The students in Shannon Carlisle, BSI’s fourth grade classroom at Moore Elementary School in Franklin, TN, where it is always 1895, last week read and discussed my 780-word short story “The Adventure of the Amateur Players” from my book, BakerStreet Beat. The story features a group of crime-solving kids called the Deerstalker Club, led by the pompous Toby Motherwell.
Meeting in
small groups, the students identified the different elements of the short
story's plot. Shannon then wrote those elements on one document as a story
map. The map follows the Freitag Pyramid of dramatic structure, which I learned about in freshman English at Elder High
School, 1966-67. And yet I never think of dear old Freitag while I plot -- it just happens!
Two of Shannon's students
wrote to me, “We liked how even a short story could be
suspenseful. And once Toby asked two questions and observed the ‘suspects’ in
the room, he quickly knew who stole the money. Clever character!”
He certainly
is!
My first
attempts to write novel-length detective fiction in the early 1980s were a
series of Deerstalker Club novels for young people. The narrator, Billy
Piccolo, is the son of a newspaper journalist, which happened to be my
profession at the time. Ralph “Ski” Wysnewski is a budding actor. But perhaps my
favorite character is Sara Moon, who is every bit as smart as Toby and
has a knack for pricking his pomposity with a few well-chosen words of her own.
The three Sherlockian-infused Deerstalker Club books – The Riddle of the Silent Dummy, The Secret of the
Seven Sherlocks, and The Enigma of the Elusive Unicorn – were never published.

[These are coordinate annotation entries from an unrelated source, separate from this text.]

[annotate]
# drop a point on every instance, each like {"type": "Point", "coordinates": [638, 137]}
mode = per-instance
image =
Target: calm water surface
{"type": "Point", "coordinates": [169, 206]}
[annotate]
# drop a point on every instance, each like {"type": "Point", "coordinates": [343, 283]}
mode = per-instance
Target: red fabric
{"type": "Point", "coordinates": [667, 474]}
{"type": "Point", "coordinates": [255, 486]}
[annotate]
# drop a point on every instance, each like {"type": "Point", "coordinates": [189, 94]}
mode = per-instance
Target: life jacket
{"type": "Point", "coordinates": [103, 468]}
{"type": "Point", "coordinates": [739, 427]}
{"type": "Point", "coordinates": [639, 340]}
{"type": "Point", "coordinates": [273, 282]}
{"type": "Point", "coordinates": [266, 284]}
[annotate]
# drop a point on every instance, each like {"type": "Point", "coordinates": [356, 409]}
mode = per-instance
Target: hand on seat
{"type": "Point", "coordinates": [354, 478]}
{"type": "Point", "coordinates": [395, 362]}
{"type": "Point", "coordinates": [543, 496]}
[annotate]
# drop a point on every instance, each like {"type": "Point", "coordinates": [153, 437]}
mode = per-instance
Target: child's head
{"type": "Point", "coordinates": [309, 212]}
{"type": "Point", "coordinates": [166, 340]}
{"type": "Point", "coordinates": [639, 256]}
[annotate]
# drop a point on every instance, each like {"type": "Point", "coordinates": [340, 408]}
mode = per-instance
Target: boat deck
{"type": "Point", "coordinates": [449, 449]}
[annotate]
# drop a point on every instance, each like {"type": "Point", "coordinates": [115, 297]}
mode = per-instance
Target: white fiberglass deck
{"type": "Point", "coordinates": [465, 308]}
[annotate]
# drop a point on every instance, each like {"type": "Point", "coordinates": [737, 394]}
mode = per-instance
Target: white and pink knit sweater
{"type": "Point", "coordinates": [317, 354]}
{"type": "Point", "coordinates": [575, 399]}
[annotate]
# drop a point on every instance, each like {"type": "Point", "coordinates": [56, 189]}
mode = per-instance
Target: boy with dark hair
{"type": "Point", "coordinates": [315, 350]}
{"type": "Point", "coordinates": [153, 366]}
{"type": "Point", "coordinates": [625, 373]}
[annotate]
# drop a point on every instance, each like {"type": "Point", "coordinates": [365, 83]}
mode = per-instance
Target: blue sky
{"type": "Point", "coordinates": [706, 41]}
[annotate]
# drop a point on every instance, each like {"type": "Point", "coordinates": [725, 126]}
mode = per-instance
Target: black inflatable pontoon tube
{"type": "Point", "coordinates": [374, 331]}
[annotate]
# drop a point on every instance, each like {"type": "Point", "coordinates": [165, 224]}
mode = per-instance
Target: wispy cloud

But I’ve always loved the characters. And the adult Toby Motherwell makes a cameo
appearance in my 2015 McCabe-Cody mystery novel Bookmarked for Murder.
I’m happy that
the students at Moore Elementary School like these old friends of mine from long
ago.
You just never know where your words will be studied, Dan! Thank you for creating the Deerstalker Club. Analyzing the plot elements of your short story was a fine learning activity. Now the Sherlockians, of 221b Baker Street, at Moore Elementary, are writing short stories of their own.